By Fatskills Exam Guides Team — the exam nerds behind 28,500+ quizzes and 2.1M practice questions across 500+ global exams.
Systems with Nonlinear Equations: Line and Parabola involve solving a system where one equation is linear and the other is quadratic. This topic tests your ability to find intersection points between a straight line and a parabola.
This topic appears in exams because it assesses your understanding of both linear and quadratic equations, as well as your ability to solve systems of equations. Typical questions involve finding the points of intersection, determining the number of solutions, and interpreting the results graphically.
This topic is tested in various standardized exams such as the SAT, ACT, and AP Calculus, as well as in college-level mathematics courses. It frequently appears in sections that test algebra and precalculus skills. Questions on this topic typically carry moderate to high marks and test your ability to apply algebraic techniques to real-world problems.

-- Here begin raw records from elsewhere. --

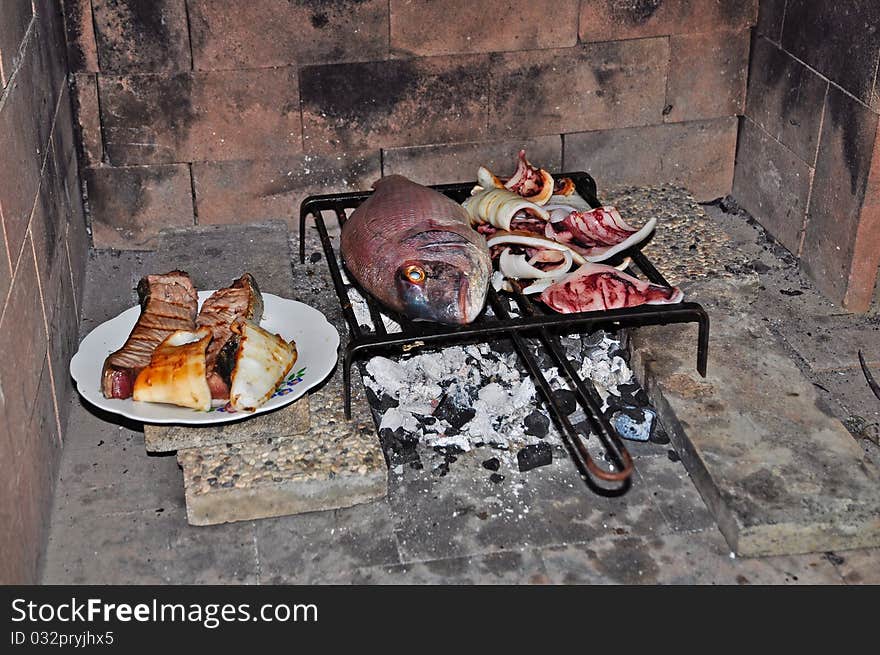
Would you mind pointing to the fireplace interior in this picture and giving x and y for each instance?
(138, 137)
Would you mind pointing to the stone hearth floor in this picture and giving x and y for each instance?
(119, 513)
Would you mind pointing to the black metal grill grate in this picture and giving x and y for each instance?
(534, 321)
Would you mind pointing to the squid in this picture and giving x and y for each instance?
(177, 372)
(499, 207)
(261, 363)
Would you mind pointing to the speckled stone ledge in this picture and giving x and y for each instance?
(285, 422)
(339, 463)
(687, 245)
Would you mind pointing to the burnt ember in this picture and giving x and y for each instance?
(539, 454)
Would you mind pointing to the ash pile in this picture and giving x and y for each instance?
(479, 399)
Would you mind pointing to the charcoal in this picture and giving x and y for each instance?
(539, 454)
(447, 410)
(537, 424)
(659, 435)
(492, 464)
(633, 423)
(566, 400)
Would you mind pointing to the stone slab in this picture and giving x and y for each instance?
(286, 422)
(778, 472)
(339, 463)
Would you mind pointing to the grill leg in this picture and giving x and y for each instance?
(346, 381)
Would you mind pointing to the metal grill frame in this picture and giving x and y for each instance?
(534, 321)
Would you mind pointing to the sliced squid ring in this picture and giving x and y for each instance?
(498, 207)
(517, 266)
(534, 241)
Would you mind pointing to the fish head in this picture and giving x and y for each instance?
(447, 280)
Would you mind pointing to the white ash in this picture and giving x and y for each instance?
(490, 384)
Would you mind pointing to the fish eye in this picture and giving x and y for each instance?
(414, 274)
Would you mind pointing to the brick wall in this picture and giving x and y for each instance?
(43, 248)
(221, 111)
(808, 164)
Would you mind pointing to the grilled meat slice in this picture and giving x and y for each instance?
(168, 303)
(241, 300)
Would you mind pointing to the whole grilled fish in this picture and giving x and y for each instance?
(413, 249)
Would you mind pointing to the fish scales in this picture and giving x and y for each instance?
(414, 250)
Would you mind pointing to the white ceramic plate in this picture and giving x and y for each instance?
(316, 340)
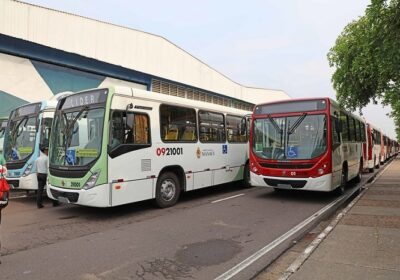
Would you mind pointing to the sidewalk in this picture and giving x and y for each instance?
(365, 244)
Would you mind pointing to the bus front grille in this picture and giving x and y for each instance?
(72, 196)
(13, 183)
(288, 165)
(295, 184)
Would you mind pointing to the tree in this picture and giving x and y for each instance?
(366, 56)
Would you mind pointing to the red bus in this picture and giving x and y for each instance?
(305, 144)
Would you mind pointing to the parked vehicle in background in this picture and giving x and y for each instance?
(120, 145)
(3, 126)
(384, 143)
(305, 144)
(374, 150)
(27, 130)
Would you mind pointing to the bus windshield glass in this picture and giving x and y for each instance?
(78, 131)
(21, 135)
(3, 126)
(290, 138)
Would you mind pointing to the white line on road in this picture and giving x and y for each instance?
(226, 198)
(257, 255)
(21, 196)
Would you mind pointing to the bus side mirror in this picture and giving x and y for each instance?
(243, 126)
(338, 127)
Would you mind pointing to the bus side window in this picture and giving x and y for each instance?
(345, 127)
(335, 133)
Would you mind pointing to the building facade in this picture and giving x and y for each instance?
(44, 52)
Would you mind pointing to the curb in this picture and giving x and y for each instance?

If you are missing these prerequisites, you will struggle with setting up the equations correctly and solving them efficiently.
To solve a system with a line and a parabola, you need to find the values of ( x ) and ( y ) that satisfy both equations simultaneously.
Imagine the line intersecting the parabola at one or two points. The number of intersection points corresponds to the number of real solutions.
Intermediate
Question: Solve the system: [ y = 2x + 1 ] [ y = x^2 - 3x + 2 ]
Step-by-Step: 1. Substitute ( y = 2x + 1 ) into ( y = x^2 - 3x + 2 ): [ 2x + 1 = x^2 - 3x + 2 ] 2. Rearrange to form a quadratic equation: [ x^2 - 5x + 1 = 0 ] 3. Solve using the quadratic formula: [ x = \frac{5 \pm \sqrt{25 - 4}}{2} = \frac{5 \pm \sqrt{21}}{2} ] 4. Substitute ( x ) back into ( y = 2x + 1 ) to find ( y ).
Answer: ( x = \frac{5 \pm \sqrt{21}}{2} ), ( y = 2\left(\frac{5 \pm \sqrt{21}}{2}\right) + 1 )
Question: Solve the system: [ y = -x + 3 ] [ y = x^2 - 2x - 1 ]
Step-by-Step: 1. Substitute ( y = -x + 3 ) into ( y = x^2 - 2x - 1 ): [ -x + 3 = x^2 - 2x - 1 ] 2. Rearrange to form a quadratic equation: [ x^2 - x - 4 = 0 ] 3. Solve using the quadratic formula: [ x = \frac{1 \pm \sqrt{17}}{2} ] 4. Substitute ( x ) back into ( y = -x + 3 ) to find ( y ).
Answer: ( x = \frac{1 \pm \sqrt{17}}{2} ), ( y = -\left(\frac{1 \pm \sqrt{17}}{2}\right) + 3 )
Question: Solve the system: [ y = 3x - 2 ] [ y = 2x^2 - 5x + 3 ]
Step-by-Step: 1. Substitute ( y = 3x - 2 ) into ( y = 2x^2 - 5x + 3 ): [ 3x - 2 = 2x^2 - 5x + 3 ] 2. Rearrange to form a quadratic equation: [ 2x^2 - 8x + 5 = 0 ] 3. Solve using the quadratic formula: [ x = \frac{8 \pm \sqrt{64 - 40}}{4} = \frac{8 \pm \sqrt{24}}{4} = \frac{8 \pm 2\sqrt{6}}{4} = 2 \pm \frac{\sqrt{6}}{2} ] 4. Substitute ( x ) back into ( y = 3x - 2 ) to find ( y ).
Answer: ( x = 2 \pm \frac{\sqrt{6}}{2} ), ( y = 3\left(2 \pm \frac{\sqrt{6}}{2}\right) - 2 )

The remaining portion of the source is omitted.